Hehe, yeah, i didnt have enough paint to finish half of each tergite . 

With the name of the island  known as both Celebes and Sulawesi, i was thinking about giving the specie an easier nickname, a bit like the Tiger Legs or the Halloween centipedes which are fun common names. I was thinking about Fireball centipedes or just Celebes Giant Tiger Centipedes... what do you guys think? 

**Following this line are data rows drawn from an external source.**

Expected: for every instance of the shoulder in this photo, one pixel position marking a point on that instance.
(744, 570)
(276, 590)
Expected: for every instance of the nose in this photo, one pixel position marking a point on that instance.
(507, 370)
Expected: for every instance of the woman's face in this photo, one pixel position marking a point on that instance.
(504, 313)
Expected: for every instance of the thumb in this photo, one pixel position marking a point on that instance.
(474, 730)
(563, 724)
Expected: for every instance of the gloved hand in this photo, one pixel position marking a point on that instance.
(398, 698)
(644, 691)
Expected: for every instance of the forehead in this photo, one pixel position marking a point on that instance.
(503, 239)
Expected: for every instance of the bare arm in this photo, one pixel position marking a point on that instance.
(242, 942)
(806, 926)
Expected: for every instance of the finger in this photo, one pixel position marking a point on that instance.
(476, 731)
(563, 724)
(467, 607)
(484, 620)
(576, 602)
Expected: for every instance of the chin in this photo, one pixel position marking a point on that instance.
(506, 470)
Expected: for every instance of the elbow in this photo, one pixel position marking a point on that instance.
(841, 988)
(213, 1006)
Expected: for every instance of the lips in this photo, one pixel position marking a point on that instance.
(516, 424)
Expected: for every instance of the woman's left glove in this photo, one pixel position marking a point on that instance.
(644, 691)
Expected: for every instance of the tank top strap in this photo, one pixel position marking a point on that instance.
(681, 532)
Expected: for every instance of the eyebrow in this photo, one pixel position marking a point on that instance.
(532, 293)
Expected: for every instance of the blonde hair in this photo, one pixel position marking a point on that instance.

I can't wait to have them in front of me to see if they are actually Sc.subspinipes, and if they are a colorform of either Dehaani or Subspinipes . This is so exciting!!!! 

 phil.


----------



## redknee_freak (Feb 26, 2008)

that is one outstanding looking pede
great bright colors the bands are extremely visible 

you're a lucky guy

I ust gotten my first pede and hooked , looking forward on getting more in the near future


----------



## redknee_freak (Feb 26, 2008)

that is one outstanding looking pede
great bright colors the bands are extremely visible 

you're a lucky guy

I ust gotten my first pede and hooked , looking forward on getting more in the near future


----------



## Androctonus_bic (Feb 26, 2008)

I think S.s.s ( I think I can see at last 4 spicules in their terminal legs) but you will tell us.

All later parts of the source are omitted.